Rules versus Outcomes
The current rules-based regulatory framework is well known and understood. The regulatory framework sets rules that must be adhered to by firms without much thought around the outcome that is being achieved. The rules in themselves aim to "force" a specific outcome. An example is the requirement in the Financial Advisory and Intermediary Services Act, 2002 ("FAIS") in terms whereof providers must include reference to the fact that a FAIS licence is held in all business documentation, advertisements and other promotional material. The reference to this licence is usually of little significance to customers and takes up space in marketing material or communication to customers that could be better used to provide more meaningful information. Non-compliance with these rules can result in harsh financial penalties and therefore compliance becomes a tick-box approach to avoid financial and reputational risk, often at the cost of meaningful interaction with customers.
Outcomes-based regulation represents a different approach. Outcomes-based regulation is a move away from reliance on detailed prescriptive rules, to high level, broadly stated outcomes that must be achieved. The Treating Customers Fairly approach followed by the Financial Services Board is an example of outcomes-based "regulation", where firms are required to demonstrate the delivery of those outcomes.
Benefits of Outcomes-based Regulation
It simplifies regulatory burdens and eliminates the one size fits all approach to regulation and therefore enables firms to operate under a tailored approach and to focus their compliance and other efforts on areas that hold more risk for customers.
It encourages innovation as firms develop their own solutions to achieve the outcomes in a way that adds value to the firm and its customers and avoids the unnecessary costs and effort of operating on the basis where rules, that are irrelevant in a given situation, must be complied with.
Where there are no irrelevant rules-based hurdles, it can potentially be a faster and simpler way to achieve the firm's outcomes or deliverables.
It results in increased flexibility for firms which enable these firms to be more flexible in the rapidly changing financial sector market. Firms have the flexibility to provide appropriate solutions to customers without absolute cut-offs in certain situations.
It avoids the situation where firms that are regulated attempt to avoid or get round the strict wording of a rule and instead, have to work to the general outcomes. It "levels the playing field" between firms with different risk appetites for rules based regulatory risks.
Outcomes are generally better understood and appreciated by customers than meaningless disclosures such as licence disclosures, and in turn will result in greater customer confidence.
Risks and Challenges of Outcomes-based Regulation
The main risk is that, for outcomes-based regulation to be effective, it must contain specific, clearly articulated outcomes. This will enable firms to demonstrably achieve these outcomes. One of the outcomes that firms must achieve in terms of the draft Policyholder Protection Rules ("PPR") that were published for comment in December 2016 is that "policyholders are confident that they are dealing with an insurer where the fair treatment of policyholders is central to the insurer’s culture". It might be a challenge to prove that the outcome of policyholders being confident has been achieved. Another outcome that must be achieved under PPR is that "products are designed to meet the needs of identified customer groups and are targeted accordingly". With proper market analysis and record keeping firms will be able to demonstrate this outcome.
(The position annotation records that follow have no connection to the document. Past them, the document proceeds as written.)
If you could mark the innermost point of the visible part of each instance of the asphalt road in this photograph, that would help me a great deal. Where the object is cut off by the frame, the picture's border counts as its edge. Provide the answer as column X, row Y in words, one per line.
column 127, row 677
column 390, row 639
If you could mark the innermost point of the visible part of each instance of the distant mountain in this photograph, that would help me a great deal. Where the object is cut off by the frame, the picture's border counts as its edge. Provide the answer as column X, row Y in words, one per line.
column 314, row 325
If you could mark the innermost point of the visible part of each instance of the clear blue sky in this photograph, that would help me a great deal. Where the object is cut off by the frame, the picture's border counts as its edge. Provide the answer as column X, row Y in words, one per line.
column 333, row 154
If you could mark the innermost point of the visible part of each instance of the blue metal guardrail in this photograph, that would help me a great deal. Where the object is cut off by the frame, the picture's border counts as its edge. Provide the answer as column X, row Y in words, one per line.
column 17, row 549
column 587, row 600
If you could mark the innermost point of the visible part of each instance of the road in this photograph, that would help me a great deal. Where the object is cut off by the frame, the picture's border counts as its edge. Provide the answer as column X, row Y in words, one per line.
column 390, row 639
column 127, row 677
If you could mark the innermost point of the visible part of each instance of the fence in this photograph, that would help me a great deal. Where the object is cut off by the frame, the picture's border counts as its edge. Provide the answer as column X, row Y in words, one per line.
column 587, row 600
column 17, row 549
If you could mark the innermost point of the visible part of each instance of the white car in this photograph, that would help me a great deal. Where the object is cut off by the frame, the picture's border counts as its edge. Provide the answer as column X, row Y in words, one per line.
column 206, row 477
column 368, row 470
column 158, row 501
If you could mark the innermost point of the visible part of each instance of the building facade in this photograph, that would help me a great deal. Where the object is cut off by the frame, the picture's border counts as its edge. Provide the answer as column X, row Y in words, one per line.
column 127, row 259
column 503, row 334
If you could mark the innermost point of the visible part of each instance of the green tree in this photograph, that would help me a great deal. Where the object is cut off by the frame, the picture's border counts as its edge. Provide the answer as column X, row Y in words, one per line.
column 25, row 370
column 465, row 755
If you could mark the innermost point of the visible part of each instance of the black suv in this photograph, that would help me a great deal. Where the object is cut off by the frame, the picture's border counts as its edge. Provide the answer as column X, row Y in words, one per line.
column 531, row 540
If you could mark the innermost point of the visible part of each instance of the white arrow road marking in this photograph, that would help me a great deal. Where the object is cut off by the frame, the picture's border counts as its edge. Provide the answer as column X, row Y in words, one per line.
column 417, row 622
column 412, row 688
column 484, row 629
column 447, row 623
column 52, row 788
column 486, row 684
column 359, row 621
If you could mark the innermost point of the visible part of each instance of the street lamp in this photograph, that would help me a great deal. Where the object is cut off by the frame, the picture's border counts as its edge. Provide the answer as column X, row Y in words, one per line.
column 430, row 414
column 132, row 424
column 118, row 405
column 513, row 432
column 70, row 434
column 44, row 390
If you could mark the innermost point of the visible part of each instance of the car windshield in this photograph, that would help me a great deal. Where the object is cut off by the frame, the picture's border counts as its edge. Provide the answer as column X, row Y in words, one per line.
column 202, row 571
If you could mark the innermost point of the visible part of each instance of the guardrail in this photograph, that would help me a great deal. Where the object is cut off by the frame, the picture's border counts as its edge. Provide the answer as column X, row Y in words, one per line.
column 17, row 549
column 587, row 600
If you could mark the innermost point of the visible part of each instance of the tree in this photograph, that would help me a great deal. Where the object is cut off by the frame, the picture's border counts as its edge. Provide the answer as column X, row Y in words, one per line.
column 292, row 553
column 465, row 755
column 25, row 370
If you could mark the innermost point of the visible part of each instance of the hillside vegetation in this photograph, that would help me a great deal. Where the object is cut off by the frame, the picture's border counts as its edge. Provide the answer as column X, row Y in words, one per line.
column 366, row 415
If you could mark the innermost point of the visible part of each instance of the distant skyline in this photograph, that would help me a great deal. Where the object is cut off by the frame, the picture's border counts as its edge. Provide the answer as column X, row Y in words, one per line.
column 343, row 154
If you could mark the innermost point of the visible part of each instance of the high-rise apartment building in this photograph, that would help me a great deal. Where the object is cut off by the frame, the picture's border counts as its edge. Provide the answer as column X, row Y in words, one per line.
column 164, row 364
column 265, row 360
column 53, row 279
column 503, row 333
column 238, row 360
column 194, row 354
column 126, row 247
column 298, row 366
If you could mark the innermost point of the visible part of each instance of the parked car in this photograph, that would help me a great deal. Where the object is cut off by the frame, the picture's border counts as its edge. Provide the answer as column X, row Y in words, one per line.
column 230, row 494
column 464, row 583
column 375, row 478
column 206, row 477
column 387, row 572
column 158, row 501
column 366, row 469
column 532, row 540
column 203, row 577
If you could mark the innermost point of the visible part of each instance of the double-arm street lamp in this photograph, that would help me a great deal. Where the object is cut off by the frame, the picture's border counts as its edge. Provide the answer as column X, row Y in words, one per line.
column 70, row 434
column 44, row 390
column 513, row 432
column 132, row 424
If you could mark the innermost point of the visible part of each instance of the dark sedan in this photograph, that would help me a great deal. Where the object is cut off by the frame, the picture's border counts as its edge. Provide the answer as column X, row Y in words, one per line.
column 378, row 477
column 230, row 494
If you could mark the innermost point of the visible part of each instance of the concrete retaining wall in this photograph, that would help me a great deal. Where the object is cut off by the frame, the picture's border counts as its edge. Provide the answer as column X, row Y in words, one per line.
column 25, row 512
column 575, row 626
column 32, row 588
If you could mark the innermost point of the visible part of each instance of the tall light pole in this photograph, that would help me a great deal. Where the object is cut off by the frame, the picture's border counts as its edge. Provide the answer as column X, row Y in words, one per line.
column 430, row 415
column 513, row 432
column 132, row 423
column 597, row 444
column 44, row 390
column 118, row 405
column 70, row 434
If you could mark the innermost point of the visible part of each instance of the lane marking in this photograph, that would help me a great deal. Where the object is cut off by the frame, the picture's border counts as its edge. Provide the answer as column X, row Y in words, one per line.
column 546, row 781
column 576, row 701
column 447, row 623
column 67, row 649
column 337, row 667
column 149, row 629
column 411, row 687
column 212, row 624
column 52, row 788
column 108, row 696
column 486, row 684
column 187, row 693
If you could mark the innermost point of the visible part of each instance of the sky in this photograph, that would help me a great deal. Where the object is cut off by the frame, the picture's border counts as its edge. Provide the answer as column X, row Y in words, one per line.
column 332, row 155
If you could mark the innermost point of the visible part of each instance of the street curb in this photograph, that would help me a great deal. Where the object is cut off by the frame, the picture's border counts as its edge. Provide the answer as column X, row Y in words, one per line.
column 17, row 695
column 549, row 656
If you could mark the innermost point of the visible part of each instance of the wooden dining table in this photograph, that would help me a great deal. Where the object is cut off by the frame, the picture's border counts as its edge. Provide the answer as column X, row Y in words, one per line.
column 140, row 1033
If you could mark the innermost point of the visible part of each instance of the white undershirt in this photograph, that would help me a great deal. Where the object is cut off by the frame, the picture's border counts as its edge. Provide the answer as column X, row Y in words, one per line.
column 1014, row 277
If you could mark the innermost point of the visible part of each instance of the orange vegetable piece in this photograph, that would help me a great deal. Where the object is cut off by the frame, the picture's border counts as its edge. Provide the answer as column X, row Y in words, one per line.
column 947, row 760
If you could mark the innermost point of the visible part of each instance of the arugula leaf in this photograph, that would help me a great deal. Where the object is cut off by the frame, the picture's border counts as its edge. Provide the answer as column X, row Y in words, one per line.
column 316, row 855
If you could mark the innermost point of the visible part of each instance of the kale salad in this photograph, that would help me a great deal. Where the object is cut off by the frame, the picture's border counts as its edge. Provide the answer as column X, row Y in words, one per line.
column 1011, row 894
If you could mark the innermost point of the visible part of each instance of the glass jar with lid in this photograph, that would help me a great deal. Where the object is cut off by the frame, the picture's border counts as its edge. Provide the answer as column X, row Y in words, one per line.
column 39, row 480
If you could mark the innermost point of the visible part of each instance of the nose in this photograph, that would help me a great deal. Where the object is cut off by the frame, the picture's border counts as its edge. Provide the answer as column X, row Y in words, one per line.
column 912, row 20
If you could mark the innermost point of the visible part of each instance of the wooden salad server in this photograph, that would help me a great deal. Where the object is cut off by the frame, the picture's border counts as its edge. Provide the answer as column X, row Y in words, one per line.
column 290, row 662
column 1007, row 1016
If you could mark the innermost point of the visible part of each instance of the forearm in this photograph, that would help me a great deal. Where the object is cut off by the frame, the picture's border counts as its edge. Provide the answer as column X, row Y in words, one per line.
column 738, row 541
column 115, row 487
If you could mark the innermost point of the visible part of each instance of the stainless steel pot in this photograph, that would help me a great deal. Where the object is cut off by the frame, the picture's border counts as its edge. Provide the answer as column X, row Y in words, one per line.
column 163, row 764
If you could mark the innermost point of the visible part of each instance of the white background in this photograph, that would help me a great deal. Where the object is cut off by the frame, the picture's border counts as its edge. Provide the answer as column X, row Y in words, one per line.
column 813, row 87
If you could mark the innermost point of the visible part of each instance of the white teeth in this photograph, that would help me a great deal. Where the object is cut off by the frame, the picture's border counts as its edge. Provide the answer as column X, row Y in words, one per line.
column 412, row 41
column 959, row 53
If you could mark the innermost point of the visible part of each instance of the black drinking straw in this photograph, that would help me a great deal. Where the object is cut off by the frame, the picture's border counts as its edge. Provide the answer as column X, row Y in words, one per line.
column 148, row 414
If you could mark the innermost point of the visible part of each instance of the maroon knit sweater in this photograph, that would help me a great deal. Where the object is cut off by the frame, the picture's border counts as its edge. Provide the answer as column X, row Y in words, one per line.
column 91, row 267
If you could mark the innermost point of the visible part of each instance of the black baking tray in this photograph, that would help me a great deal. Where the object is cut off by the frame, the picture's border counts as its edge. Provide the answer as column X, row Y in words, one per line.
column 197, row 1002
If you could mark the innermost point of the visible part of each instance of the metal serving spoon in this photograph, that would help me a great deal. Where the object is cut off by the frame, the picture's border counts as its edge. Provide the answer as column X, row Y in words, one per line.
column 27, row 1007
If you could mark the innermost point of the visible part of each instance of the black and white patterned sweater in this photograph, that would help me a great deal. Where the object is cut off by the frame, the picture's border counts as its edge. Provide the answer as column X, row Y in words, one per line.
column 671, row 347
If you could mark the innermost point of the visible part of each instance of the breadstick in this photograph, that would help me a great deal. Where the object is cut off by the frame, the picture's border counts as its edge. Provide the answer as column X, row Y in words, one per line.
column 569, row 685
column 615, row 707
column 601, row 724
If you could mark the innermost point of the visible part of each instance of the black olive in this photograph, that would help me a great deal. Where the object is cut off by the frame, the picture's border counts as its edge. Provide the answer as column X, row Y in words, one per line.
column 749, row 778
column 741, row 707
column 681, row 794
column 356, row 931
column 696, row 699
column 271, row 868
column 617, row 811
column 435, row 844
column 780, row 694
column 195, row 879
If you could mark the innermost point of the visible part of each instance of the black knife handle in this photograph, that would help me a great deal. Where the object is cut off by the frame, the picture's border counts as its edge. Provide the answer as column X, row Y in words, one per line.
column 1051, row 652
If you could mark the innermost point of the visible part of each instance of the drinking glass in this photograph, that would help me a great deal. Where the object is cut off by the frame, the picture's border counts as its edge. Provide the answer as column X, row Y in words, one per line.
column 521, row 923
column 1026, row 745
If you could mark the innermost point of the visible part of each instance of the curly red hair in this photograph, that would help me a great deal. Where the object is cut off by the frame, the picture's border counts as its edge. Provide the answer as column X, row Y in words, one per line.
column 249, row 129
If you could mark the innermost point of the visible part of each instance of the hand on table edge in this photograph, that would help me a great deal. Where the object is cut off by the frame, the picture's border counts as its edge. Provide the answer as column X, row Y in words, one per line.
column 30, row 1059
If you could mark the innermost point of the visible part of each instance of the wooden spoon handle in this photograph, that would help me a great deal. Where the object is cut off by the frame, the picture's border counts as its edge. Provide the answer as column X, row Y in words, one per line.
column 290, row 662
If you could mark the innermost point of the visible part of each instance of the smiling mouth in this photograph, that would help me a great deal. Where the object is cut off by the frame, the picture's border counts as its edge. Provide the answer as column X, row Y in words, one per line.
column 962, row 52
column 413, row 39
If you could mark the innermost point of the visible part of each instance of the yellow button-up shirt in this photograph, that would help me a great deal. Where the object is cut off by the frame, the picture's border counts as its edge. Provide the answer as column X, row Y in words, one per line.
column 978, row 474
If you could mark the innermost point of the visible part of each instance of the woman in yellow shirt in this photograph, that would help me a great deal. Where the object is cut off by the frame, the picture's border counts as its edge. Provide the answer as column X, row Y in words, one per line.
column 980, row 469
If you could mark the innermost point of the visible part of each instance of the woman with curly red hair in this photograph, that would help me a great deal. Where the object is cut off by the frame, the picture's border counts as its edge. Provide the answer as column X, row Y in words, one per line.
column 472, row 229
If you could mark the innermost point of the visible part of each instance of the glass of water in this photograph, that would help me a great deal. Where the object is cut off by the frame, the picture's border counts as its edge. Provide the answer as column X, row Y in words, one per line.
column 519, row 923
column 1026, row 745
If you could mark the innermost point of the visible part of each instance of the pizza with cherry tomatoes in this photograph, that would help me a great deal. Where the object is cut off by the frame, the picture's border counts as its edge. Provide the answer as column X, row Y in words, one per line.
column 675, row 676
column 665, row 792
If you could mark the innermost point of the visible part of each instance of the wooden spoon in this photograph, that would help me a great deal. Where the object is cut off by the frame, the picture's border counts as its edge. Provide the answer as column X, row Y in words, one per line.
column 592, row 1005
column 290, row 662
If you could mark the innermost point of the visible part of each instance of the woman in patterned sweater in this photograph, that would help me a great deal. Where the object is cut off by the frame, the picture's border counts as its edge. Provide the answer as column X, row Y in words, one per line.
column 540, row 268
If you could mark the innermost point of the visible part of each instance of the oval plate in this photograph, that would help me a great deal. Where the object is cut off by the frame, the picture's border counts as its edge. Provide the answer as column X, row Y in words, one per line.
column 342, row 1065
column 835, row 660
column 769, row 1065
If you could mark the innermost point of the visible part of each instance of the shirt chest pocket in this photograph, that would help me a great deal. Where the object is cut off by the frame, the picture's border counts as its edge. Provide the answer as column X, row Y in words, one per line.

Rules bring certainty and some firms might be hesitant in the absence of rules they are accustomed to.
It is important for firms operating under outcomes-based regulation to develop and document comprehensive decision-making guidelines and guidelines around the internal processes that will be followed to achieve these outcomes, whilst keeping records to demonstrate the achievement of the outcomes. Firms will essentially write their own internal rules and become the regulators of these internal rules in an effort to be able to demonstrably achieve outcomes. This will be a more administratively burdensome process than simply ticking a list of requirements. Firms would need to establish parameters for assessing the achievement of outcomes and a monitoring network which demonstrates progress against those parameters.
Firms that do not know their clients and service providers well will struggle under an outcomes-based regime.
Accurate and reliable data will assist firms in defining the ‘right’ outcomes and to measure their performance against outcomes.
Once the initial challenges are overcome, outcomes-based regulation can result in fresh, creative and exciting offerings and interactions with customers that will really meet the needs of customers and firms.